М.Исаковский. Письма.
«Спешу Вас поздравить с наступающим 1914 годом! Желаю как встретить, так и проводить в добром здравии и в веселом положении».
«Мою книжку критики встретили, как говорится, «в ножи», и я не знал, как мне работать дальше. Я всегда считал, что форма литературного произведения должна быть проста и понятна (но не примитивна), иначе литература сделается достоянием небольшой кучки литературных специалистов. Массовому читателю она будет не под силу. И вот за эту простоту меня обругали. В то же время в литературе хвалят сложные формы, например, стихи Пастернака, Сельвинского и др., которые трудно читать даже очень квалифицированному читателю: что ни строка, то формула».
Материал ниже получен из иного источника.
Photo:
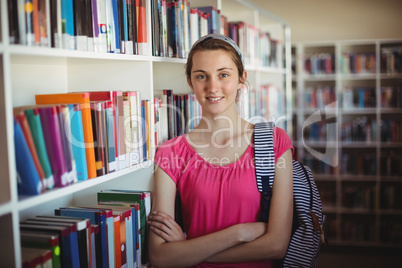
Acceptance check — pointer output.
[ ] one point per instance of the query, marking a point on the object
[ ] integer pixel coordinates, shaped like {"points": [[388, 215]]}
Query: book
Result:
{"points": [[29, 182], [101, 116], [97, 217], [32, 115], [95, 25], [78, 234], [83, 234], [48, 241], [126, 242], [34, 257], [83, 99], [81, 23], [65, 131], [119, 109], [133, 98], [128, 214], [66, 240], [78, 142], [13, 30], [54, 144], [142, 27], [131, 197], [110, 128], [20, 116], [116, 26], [89, 27], [96, 128], [102, 25], [68, 24]]}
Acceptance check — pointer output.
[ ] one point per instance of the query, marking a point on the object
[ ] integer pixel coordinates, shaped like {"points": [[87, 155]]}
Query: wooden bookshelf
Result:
{"points": [[362, 186], [26, 71]]}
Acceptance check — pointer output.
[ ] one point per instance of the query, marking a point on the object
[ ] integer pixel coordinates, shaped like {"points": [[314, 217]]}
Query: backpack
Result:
{"points": [[307, 232]]}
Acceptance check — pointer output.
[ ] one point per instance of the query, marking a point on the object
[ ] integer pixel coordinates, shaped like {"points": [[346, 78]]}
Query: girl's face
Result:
{"points": [[215, 81]]}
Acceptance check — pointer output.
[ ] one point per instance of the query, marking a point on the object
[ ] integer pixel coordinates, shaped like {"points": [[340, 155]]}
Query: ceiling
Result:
{"points": [[330, 20]]}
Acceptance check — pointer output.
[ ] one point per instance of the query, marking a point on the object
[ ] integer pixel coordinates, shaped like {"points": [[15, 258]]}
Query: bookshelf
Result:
{"points": [[357, 134], [26, 71]]}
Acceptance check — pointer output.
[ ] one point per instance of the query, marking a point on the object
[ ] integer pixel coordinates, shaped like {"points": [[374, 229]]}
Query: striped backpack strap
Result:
{"points": [[264, 163]]}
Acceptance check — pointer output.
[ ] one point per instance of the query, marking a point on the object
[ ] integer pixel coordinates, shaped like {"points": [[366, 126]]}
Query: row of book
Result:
{"points": [[318, 166], [391, 130], [359, 197], [390, 197], [176, 114], [110, 234], [116, 26], [391, 59], [358, 97], [391, 97], [319, 63], [75, 136], [357, 63], [320, 96], [358, 230], [176, 27], [391, 164], [327, 195], [359, 129], [268, 101], [320, 131], [391, 230], [356, 163]]}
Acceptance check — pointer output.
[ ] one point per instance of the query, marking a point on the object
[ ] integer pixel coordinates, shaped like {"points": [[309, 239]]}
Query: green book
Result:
{"points": [[43, 241], [34, 122], [131, 197]]}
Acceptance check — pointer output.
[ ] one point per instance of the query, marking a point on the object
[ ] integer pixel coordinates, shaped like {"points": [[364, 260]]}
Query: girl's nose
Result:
{"points": [[212, 85]]}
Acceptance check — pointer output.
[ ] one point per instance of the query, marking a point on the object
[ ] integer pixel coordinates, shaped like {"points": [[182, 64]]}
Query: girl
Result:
{"points": [[213, 169]]}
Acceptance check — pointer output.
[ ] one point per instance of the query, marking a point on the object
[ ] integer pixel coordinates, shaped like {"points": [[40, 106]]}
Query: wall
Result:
{"points": [[321, 20]]}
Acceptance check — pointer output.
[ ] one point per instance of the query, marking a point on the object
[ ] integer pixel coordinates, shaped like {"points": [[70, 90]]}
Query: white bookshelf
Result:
{"points": [[335, 181], [26, 71]]}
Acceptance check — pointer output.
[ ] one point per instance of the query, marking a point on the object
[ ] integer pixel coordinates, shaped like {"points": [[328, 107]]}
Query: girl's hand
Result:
{"points": [[252, 230], [165, 226]]}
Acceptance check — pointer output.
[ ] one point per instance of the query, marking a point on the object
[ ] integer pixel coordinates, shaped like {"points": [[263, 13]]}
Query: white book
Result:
{"points": [[22, 22], [194, 26], [102, 25]]}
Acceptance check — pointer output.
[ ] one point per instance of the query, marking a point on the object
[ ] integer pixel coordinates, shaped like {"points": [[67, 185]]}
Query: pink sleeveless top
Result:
{"points": [[216, 197]]}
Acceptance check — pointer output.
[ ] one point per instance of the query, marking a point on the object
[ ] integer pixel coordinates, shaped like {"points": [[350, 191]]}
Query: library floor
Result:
{"points": [[350, 258]]}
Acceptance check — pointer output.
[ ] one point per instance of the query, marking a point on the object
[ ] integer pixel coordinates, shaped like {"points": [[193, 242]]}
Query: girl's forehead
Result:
{"points": [[212, 57]]}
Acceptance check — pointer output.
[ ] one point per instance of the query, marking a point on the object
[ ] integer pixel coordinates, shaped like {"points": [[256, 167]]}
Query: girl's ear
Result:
{"points": [[189, 82], [243, 78]]}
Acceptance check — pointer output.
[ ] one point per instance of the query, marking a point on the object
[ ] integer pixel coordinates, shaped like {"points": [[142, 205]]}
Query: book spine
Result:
{"points": [[37, 135], [102, 25], [142, 28], [77, 142], [30, 181]]}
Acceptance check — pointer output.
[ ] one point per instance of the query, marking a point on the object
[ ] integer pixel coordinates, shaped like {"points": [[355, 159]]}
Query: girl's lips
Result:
{"points": [[214, 99]]}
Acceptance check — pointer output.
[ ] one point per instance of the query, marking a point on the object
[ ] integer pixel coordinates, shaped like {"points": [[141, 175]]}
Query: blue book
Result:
{"points": [[110, 136], [65, 239], [211, 18], [116, 24], [97, 217], [67, 17], [74, 245], [30, 182], [77, 142], [125, 24], [144, 132]]}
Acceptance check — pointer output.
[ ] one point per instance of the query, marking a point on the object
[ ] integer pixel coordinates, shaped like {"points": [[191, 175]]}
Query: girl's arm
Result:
{"points": [[274, 243], [185, 253]]}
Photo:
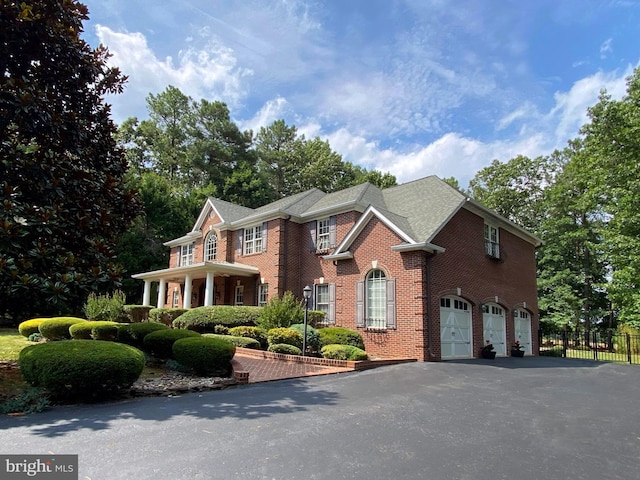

«Теперь о том, можно ли лечить мои глаза. В общем, лечить можно. Но обычные медицинские средства вряд ли помогут. Они могут, быть может, только чуть-чуть поддерживать. Во всяком случае, это – полумера. Главное же лечение, если это можно назвать лечением, должно заключаться в отдыхе. Врачи говорят, что я должен вести абсолютно спокойный образ жизни; работать очень мало (2-4 часа в сутки с перерывами); не должен поднимать тяжестей и вообще напрягаться; укреплять здоровье вообще (хорошее питание, воздух и пр.). Профессор же Головин советовал мне уехать в степь, чтобы дать глазам возможность «отдохнуть от предметов». Некоторые из этих советов для меня невыполнимы. Я ведь связан со службой, которую не могу бросить, т.к. она дает мне средства к существованию, поэтому мало работать не могу. Я подумывал о перемене службы, но безрезультатно. Нет такой работы, которая не требовала бы глаз. Теперь мне 28 лет. Если бы благополучно дотянуть до 35-40 лет, то тогда было бы хорошо. В этом возрасте близорукость перестает прогрессировать».
читать дальше
«Собрать бы рублей тысячу. На эти средства я мог бы прожить месяцев восемь или даже год (на моем иждивении, кроме меня, находятся еще два человека). За год я мог бы кое-что сделать. Во-первых, подучился бы. Во-вторых, кое-что написал бы, и это дало бы новые средства к жизни. В-третьих, я был бы в лучших условиях в смысле подбора материала для своих произведений. А то пишу я о деревне, а живу в городе. Это плохо. Город знает о деревне не все, а я хочу и должен не только знать все, но и видеть, как это «все» происходит в жизни. В-четвертых, я работал бы столько, сколько могут вынести мои глаза, а не столько, сколько заставят на службе».
«Прости, что я так не скоро отвечаю. Дело в том, что отвечать на письма я могу только по воскресеньям, т.к. будние дни заняты на службе, а вечерами мне работать нельзя».
(Твардовскому) «В общем, ты не особенно беспокойся. Ведь факт тот, что каждый день приезжают сотни людей, и все находят способ уехать из Севастополя. Найдешь этот способ и ты, и все будет в порядке».
«Написал я стихи «Письмо друзьям», но оказалось, что друзей, которым можно послать это «письмо», крайне мало…»
«В Вашем письме я не понял одного места. Вы пишете, что у Вас всегда народ, что работать Вам трудно и что Вы затыкаете уши ватой, чтобы не слышать разговоров. И тут же добавляете, что мечтаете о радионаушниках. Я так и не знаю поэтому, нужны ли Вам радионаушники, чтоб слушать радио, или же они закрыли бы Вам уши вместо ваты».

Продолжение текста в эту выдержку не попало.